L'usage courant malheureusement très approximatif que l'on fait de nos langues contamine leur usage scientifique.
La transmission des sciences de l'homme ignore les étapes. On livre en vrac un savoir en réalité aussi hiérarchisé que celui des sciences naturelles.
Les postures solitaires de nos grands penseurs finissent par accréditer la légende noire des sciences de l'homme: leurs théories et leurs observations se contredisent toutes. Foutaise!

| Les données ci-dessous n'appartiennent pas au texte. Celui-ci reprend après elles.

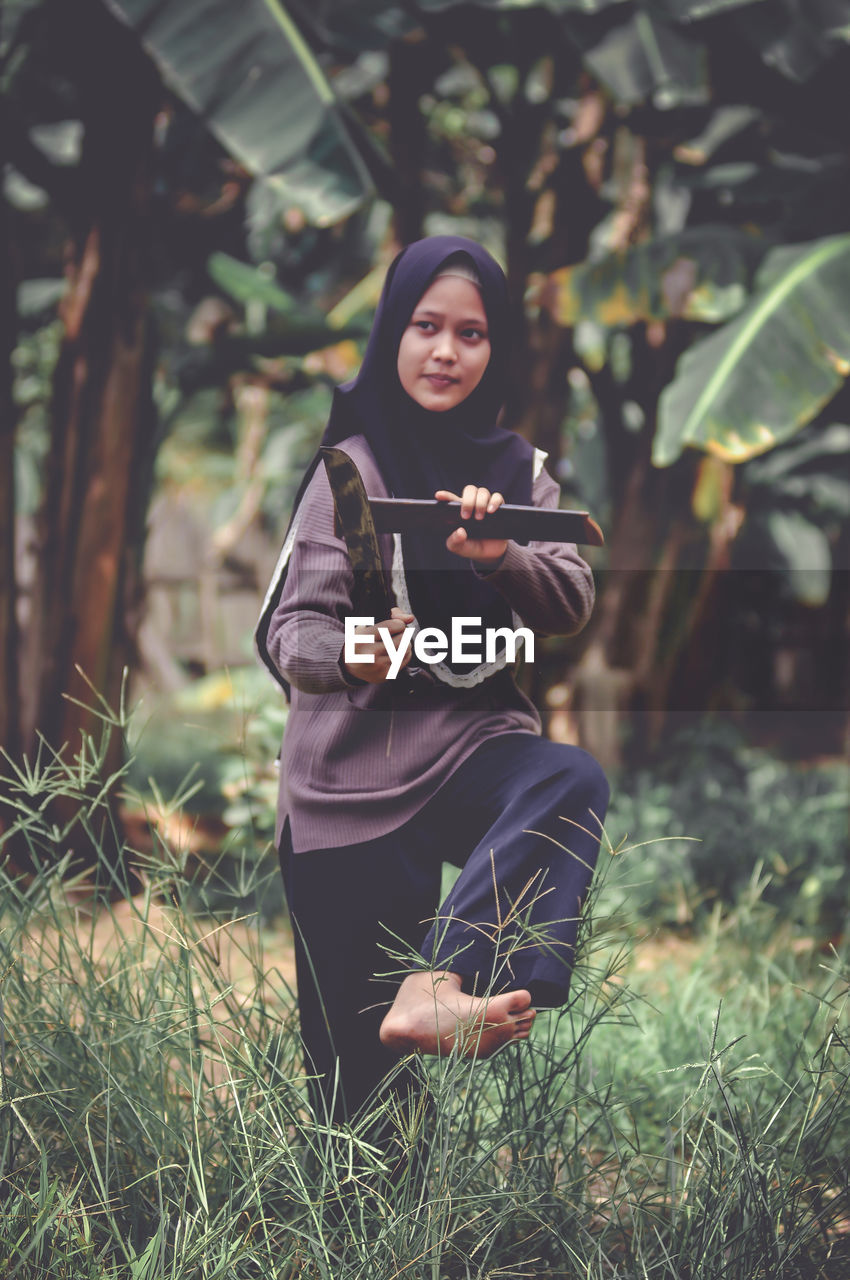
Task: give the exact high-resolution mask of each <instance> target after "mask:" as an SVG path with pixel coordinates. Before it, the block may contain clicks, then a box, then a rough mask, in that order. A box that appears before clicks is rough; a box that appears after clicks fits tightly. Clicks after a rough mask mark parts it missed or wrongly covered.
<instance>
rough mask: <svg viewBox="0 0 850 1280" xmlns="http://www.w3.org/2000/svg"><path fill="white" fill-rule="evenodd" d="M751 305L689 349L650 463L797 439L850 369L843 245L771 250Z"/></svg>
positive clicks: (747, 306)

Les sciences ont besoin de sélection sociale: des académies, des monastères. Il règne, notamment, une confusion entre les métiers de journaliste et de savant. Les deux corporations s'échangent les rôles. Les journalistes, plutôt que d'ânonner, l'air réjoui, les dépêches de l'AFP ou de donner la leçon (à la façon d'Alexandre Adler, le savoir universel, demandant l'autre matin à tel candidat à la présidence du Pérou de "mettre de l'eau dans sa tequila" - sûrement pensait-il au pisco) devraient s'en tenir à leur métier: mener l'enquête. Les savants, plutôt que de pavaner devant le gros medium, feraient mieux de marcher sur les pas d'Isidore de Séville ou de méditer sur le dévoilement progressif du Sens selon l'Eglise, et de mettre de l'ordre dans le fatras de leurs sciences.